If I were Mark Twain, and I had an autistic child (come on, it's not that much of a stretch), I wouldn't be worried that somebody might someday be offended that I used the "n-word" in my classic American picaresque about life on the Mississippi. I also wouldn't worry about finding out who was to blame for my child's autism so I could sue their pants off, if they had pants, or ban the daylights out of them, if they had daylights. I'd only be worried about writing enough and publishing enough to make a decent enough living that I could afford good therapy for my autistic child, and keeping my family together, no matter what.

P.S. Mark Twain lost his favorite daughter Susy to spinal meningitis when she was just twenty-four.

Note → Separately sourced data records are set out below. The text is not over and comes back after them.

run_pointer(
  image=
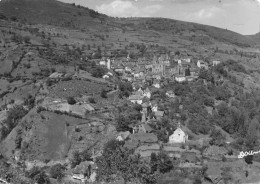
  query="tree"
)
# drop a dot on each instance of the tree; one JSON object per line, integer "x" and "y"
{"x": 57, "y": 171}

*Check out the seminal 1982 album by The Police.

1 comment:

Cele said...

I was pretty darm shocked when I heard about the politically correct version of Huckfin. WTF? I mean really? I don't believe in using the N-word, but it was a common word, it's use in Huckfinn was how it was used back then. What next? Is someone going to go and reshoot Roots and take the n-word out?

When I was a kid I always heard about the Russians rewriting history. Hmmm I think they learned it from the Americans.

Burp has Aspebergers (a light version of Autism) Fii's (Colleen at Lost Spud)youngest son has Aspergers, and my best part timer (a brilliant guy) has Aspergers. Until four years ago I'm not sure I'd even heard of Aspbergers, but one thing I do know is it's in the genes not the vaccines.